La ville se prépare pour onze jours de Pride, du 25 juin au 5 juillet, avec de la musique live, des discours et des fêtes de rue qui font à nouveau de Madrid l’un des épicentres LGTBIQ+ du monde. Une année de plus, les Fêtes de la Pride de Madrid 2026 s’articulent autour d’un programme comprenant plusieurs temps forts : la Fierté de quartier à Chueca (25–30 juin), le discours d’ouverture du 1er juillet sur la place Pedro Zerolo, les spectacles sur les scènes principales du 1er au 5 juillet et la grande Marche nationale LGTBI+ le samedi 4 juillet, qui reliera à nouveau Atocha à Colón.
Le Festival MADO, la partie la plus musicale et scénique, proposera cinq jours de concerts et de spectacles gratuits sur quatre places clés : Pedro Zerolo, Plaza de las Reinas, Puerta del Sol et Plaza de España. Chacune aura sa propre personnalité : de l’ambiance plus locale et des spectacles de drag queens à Chueca aux grandes scènes de Sol et de la Plaza de España, conçues pour accueillir des milliers de personnes chaque soir.
Mon Laferte et Kany García, de grands noms d’une affiche variée

L’organisation MADO a commencé à dévoiler l’affiche de 2026 en annonçant Mon Laferte et Kany García comme deux des grandes starsinternationales de cette édition, dans le cadre d’une programmation qui comptera plus de 20 concerts gratuits.

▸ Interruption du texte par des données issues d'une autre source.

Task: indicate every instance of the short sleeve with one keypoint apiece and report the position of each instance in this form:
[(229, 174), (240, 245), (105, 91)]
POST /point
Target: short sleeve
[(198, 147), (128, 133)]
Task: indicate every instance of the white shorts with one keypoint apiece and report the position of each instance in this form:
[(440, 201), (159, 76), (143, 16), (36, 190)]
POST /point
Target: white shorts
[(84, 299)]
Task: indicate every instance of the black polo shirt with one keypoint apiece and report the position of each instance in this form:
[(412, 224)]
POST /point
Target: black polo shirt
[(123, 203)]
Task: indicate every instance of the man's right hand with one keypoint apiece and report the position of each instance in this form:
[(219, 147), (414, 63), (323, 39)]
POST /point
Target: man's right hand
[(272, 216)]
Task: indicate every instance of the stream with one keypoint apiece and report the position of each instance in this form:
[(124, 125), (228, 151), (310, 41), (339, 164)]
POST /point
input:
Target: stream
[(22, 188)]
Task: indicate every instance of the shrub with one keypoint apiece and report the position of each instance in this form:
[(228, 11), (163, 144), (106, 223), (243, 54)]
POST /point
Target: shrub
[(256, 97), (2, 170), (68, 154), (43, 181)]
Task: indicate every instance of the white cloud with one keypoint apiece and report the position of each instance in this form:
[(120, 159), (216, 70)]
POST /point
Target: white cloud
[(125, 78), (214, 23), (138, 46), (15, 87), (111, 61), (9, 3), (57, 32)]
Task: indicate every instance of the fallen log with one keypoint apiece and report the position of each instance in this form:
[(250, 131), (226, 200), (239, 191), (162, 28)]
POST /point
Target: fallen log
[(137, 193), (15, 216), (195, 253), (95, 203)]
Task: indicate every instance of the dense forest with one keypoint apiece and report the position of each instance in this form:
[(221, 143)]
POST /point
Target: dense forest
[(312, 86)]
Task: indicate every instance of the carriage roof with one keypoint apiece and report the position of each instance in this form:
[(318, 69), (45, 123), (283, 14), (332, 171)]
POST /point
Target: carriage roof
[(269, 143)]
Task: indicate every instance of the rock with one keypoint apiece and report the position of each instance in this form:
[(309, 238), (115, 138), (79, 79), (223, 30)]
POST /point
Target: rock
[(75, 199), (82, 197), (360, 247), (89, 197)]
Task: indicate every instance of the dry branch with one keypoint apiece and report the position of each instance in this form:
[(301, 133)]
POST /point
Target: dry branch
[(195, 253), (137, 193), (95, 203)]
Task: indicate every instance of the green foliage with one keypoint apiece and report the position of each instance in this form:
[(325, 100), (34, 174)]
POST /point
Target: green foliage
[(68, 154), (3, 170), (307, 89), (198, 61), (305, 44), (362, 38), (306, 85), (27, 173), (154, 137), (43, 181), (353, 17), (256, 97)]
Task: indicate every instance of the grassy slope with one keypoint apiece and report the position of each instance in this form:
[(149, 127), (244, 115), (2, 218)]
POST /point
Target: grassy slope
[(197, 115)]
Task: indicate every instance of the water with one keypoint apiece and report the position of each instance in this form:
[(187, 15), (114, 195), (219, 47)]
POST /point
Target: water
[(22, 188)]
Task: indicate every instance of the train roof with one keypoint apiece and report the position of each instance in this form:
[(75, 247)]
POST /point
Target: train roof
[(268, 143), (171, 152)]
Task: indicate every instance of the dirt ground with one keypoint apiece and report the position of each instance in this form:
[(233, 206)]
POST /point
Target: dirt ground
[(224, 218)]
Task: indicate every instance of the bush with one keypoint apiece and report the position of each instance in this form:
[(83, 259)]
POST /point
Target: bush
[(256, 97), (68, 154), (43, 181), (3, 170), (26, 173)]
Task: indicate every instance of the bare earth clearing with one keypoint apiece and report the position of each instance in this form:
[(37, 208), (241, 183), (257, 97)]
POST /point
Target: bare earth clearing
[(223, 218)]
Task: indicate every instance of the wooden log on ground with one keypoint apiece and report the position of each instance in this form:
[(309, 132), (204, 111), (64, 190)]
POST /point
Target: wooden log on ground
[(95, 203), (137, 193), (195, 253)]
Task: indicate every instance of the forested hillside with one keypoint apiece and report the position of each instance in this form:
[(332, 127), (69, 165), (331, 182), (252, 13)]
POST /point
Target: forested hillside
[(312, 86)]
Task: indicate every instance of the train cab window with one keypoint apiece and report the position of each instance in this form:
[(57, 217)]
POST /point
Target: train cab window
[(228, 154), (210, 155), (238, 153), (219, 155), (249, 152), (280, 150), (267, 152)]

Toutes deux viennent s’ajouter à une programmation artistique de plus en plus marquée par des voix féminines et dissidentes, avec une forte présence de la scène latine et des messages explicites de soutien aux droits LGTBIQ+.
En plus de ces grands noms, MADO 2026 proposera plus de 20 spectacles gratuits sur ses scènes officielles, entre concerts, sessions de DJ, spectacles de drag, monologues et formules hybrides mêlant musique, danse et performance. La programmation complète sera dévoilée dans les prochaines semaines, mais les organisateurs ont déjà annoncé qu’ils miseraient beaucoup sur les artistes émergents, les projets queer de la scène madrilène et des collaborations spéciales conçues uniquement pour ces dates.
Le modèle reste le même : une programmation de la mi-après-midi jusqu’à l’aube, avec des horaires un peu plus familiaux au début et des propositions plus endiablées en fin de soirée, surtout à Sol et sur la Plaza de España. La plupart des concerts seront en accès libre jusqu’à ce que la capacité soit atteinte, dans un format déjà bien connu du public madrilène : entrer et sortir des places, enchaîner les scènes et se laisser porter par une bande-son qui, pendant ces jours-là, envahit tout.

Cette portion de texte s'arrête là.